Mais la société bien pensante veut abolir la prostitution pour le bien des prostituées.
Pour quel résultat ?
Afin de déclarer cette « chose sale » illégale, l’état après avoir taxé les les prostituées souhaitent pénaliser les clients. L’argument serait « sans client plus de prostitution ». Mais il est aisé de constater qu’il n’existe pas de prostitution dans les petites villes, notamment en province, est-ce par manque de clients potentiels ou par absence de prostituées ?
A partir de là, pourquoi ne pas envisager un axe radicalement différent : abolissons la prostitution pour ceux et celles qui y sont contraint(es) par force ou par nécessité économique. Dans ce cadre, un effort gigantesque en terme d’accompagnement social des prostituée(es) est nécessaire. Bien que cet effort soit présent dans la proposition de loi, les travailleurs sociaux vous diront, qu’il est bien difficile d’accompagner des personnes dans l’illégalité car l’emprise mafieuse y trouve naturellement son lit.
Par conséquent, les groupes politiques seraient aviser d’évaluer avec davantage de pragmatisme la logique des « grands principes » et surtout les conséquences contre-productives qui peuvent en découler.
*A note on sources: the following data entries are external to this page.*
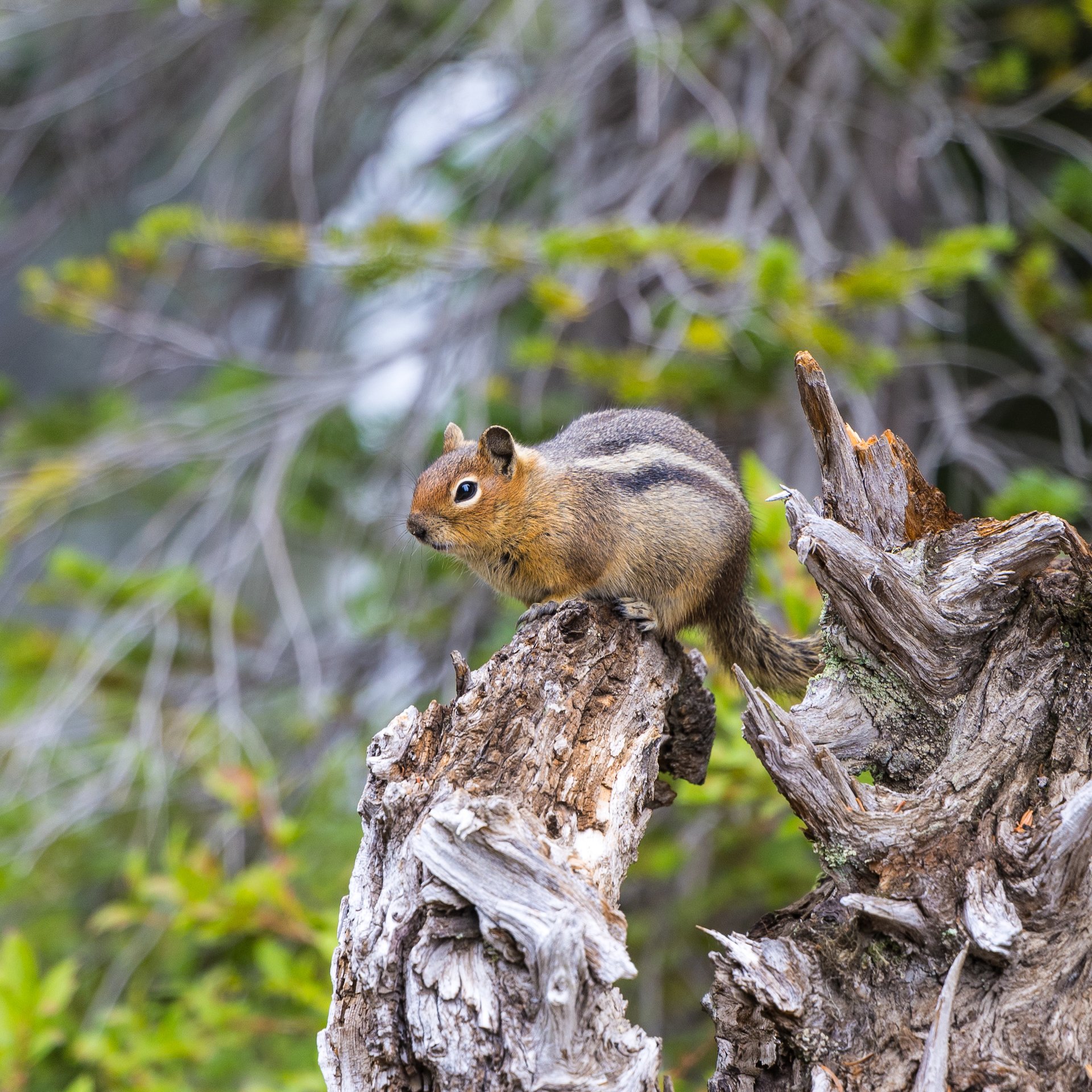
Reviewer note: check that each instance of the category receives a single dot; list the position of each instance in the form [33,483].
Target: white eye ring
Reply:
[465,491]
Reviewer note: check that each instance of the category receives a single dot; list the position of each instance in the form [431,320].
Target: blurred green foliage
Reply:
[179,940]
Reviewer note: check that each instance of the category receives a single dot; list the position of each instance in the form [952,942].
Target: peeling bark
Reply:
[481,938]
[949,942]
[948,945]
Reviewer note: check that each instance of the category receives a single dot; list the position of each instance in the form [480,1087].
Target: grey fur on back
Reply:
[613,432]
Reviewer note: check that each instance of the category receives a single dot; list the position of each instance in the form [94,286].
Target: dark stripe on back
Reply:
[655,474]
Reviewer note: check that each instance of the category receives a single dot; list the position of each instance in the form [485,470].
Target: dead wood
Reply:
[481,937]
[948,946]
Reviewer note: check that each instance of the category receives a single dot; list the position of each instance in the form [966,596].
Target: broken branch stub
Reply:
[481,938]
[948,944]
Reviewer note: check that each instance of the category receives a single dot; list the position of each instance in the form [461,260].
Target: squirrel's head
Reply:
[460,502]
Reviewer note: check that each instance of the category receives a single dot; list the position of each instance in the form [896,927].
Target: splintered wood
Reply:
[481,938]
[948,942]
[947,945]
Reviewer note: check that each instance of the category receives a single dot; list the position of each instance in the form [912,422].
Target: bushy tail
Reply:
[772,661]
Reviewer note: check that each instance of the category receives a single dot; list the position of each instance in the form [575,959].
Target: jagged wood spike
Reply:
[933,1070]
[988,915]
[959,672]
[481,938]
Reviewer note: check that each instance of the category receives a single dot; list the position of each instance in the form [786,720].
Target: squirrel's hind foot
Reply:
[640,612]
[537,611]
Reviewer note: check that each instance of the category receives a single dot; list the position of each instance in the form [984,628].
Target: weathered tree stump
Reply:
[950,944]
[481,936]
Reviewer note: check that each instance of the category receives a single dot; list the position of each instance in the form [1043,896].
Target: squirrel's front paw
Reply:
[640,612]
[537,611]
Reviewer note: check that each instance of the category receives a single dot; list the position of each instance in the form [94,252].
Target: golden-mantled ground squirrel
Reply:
[627,505]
Un des arguments des abolitionnistes est de lutter contre la forme d’esclavage humain qui se nomme proxénétisme. Par conséquence, il s’agit donc d’un constat d’échec des lois précédentes interdisant le proxénétisme. Donc, manifestement les députés ne parviennent pas à faire appliquer la loi par l’ état, mais paradoxalement, n’écoutant que leur grandeur d’âme veulent en ajouter une nouvelle !!
De la même façon, l’usage et la vente de stupéfiants sont interdits et l’on compte officiellement plus de 14 millions d’expérimentateurs par an et 1,2 million d’usagers réguliers… La loi n’est donc pas toute puissante, les moyens dégagés pour la faire appliquer sont en question, mais également les résultats sur le terrain.
Les états majors politiques font rarement preuve de naïveté, et il est navrant que ce projet de loi arrive à point nommé avant les municipales, qu’il pourrait reprendre une partie des électeurs « vertueux » que le « mariage pour tous » a fait fuir.